Groups matched spectral lines by manifold_id to properly compute hyperfine statistics:

  • Manifold grouping: Lines sharing the same manifold_id are analyzed together
  • Per-manifold metrics: n_lines, mean_residual, RMSE, χ²/dof
  • χ² stabilization: σ_floor = 0.1 MHz, soft-clipped residuals [-50, +50] MHz
  • Global metrics: Total manifolds matched, aggregate χ²/dof

Requirements: At least 2 lines per manifold for statistical significance. Ignores blank manifold_id and "__NO_MANIFOLD__" entries.

🔬 τ-Hyperfine Coupling Layer (v0.9 - Multi-Manifold Solver)
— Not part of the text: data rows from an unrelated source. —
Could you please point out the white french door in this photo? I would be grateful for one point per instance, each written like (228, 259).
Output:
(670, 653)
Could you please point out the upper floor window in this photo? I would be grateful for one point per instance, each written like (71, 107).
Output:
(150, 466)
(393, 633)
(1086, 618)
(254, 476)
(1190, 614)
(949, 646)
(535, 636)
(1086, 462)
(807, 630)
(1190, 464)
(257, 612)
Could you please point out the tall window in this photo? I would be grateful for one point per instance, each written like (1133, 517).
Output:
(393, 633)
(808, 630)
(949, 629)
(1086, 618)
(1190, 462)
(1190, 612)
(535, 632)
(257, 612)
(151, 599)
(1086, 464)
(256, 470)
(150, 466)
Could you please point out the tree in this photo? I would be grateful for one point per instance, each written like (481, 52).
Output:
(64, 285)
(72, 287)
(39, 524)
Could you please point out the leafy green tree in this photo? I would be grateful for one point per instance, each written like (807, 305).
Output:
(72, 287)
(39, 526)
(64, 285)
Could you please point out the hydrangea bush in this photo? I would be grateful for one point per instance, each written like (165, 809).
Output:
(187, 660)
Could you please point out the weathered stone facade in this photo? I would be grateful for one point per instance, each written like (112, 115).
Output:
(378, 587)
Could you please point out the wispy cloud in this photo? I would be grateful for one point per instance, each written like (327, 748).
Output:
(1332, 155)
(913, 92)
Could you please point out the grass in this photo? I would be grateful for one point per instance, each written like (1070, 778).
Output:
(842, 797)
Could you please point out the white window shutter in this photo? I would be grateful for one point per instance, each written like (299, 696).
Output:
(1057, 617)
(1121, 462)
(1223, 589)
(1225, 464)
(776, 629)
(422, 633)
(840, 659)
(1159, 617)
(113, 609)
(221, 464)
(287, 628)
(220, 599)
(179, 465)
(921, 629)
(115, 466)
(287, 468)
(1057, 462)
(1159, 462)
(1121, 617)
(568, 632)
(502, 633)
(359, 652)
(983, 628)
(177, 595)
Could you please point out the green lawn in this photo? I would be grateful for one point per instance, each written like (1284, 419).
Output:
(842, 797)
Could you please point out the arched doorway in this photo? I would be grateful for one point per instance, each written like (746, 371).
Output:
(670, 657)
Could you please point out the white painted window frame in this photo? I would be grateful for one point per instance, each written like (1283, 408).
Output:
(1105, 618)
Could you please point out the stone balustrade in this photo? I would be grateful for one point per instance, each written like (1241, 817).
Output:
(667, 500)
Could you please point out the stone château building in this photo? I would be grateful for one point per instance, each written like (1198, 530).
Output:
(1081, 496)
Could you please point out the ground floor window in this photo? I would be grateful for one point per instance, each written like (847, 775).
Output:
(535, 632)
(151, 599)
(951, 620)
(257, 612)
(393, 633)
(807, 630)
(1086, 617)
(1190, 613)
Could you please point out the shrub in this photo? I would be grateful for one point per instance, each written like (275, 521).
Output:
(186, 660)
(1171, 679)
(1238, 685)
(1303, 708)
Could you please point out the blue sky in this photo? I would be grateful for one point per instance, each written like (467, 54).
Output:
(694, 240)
Extracts manifold-level τ-features and fits a 2-parameter coupling model:

residualmanifold = ΔC + g_ω · fcentroid

  • ΔC: Global curvature offset (MHz)
  • g_ω: τ-spin coupling coefficient (dimensionless)
  • Requirements: ≥2 manifolds with ≥2 lines each
  • χ² floor: 1.0 MHz for manifold-level fitting

This layer is diagnostic only and does not modify projections or matching.

📦 Preset Dataset Pack

Includes 10 curated molecular datasets:

  • RaF: Radioactive molecules (BW corrections critical)
  • OH, AlH, CH, NH: Light diatomic radicals
  • ThO: Heavy actinide system
  • YbF, CaF, SrF, BaF: Alkaline-earth fluorides

Each dataset includes frequency, uncertainty, intensity, and quantum assignments for direct comparison with τ-microstructure predictions.

🚀 Quick Start

  1. Go to τ-MSC Simulator → Click "Generate Spectrum" (default params OK)
  2. Go to Real Data Loader → Select "RaF" preset → Click "Load"
  3. Go to Comparison Engine → Enable auto-calibration → Click "Run Comparison"
  4. Review metrics: Match Rate >60%, RMSE <1 MHz, R²>0.99, χ²/dof <10
  5. Inspect Nonlinear τ-Projection coefficients for physical interpretation

📖 References

  • UNNS Laboratory Phase B Documentation
  • τ-Field Recursive Dynamics Framework
  • Bohr-Weisskopf Effect in Radioactive Molecules
  • Hyperfine Structure Theory & Experiments
  • Curvature-BW-Frequency Nonlinear Projection (Step 8)

✅ Version 0.9.0 Status

Production Ready • Multi-manifold τ-coupling solver active • Normalized χ² metrics (O(1-10) scale) • Per-manifold statistics implemented • τ-Reliability Index added • Fit quality metrics enabled • Manifold-aware τ-feature regression • Outlier detection • Full backward compatibility • Export includes manifold coupling data • Ready for advanced hyperfine analysis

Real Data Notice: Frequency tables used in this UNNS Laboratory run originate from established public spectroscopy sources (e.g. NIST Atomic Spectra Database, JPL Spectral Catalog and peer-reviewed hyperfine measurements). Values are reformatted into the UNNS JSON standard but are not altered beyond the calibration and χ²/τ-projection procedures described in the Laboratory Guide.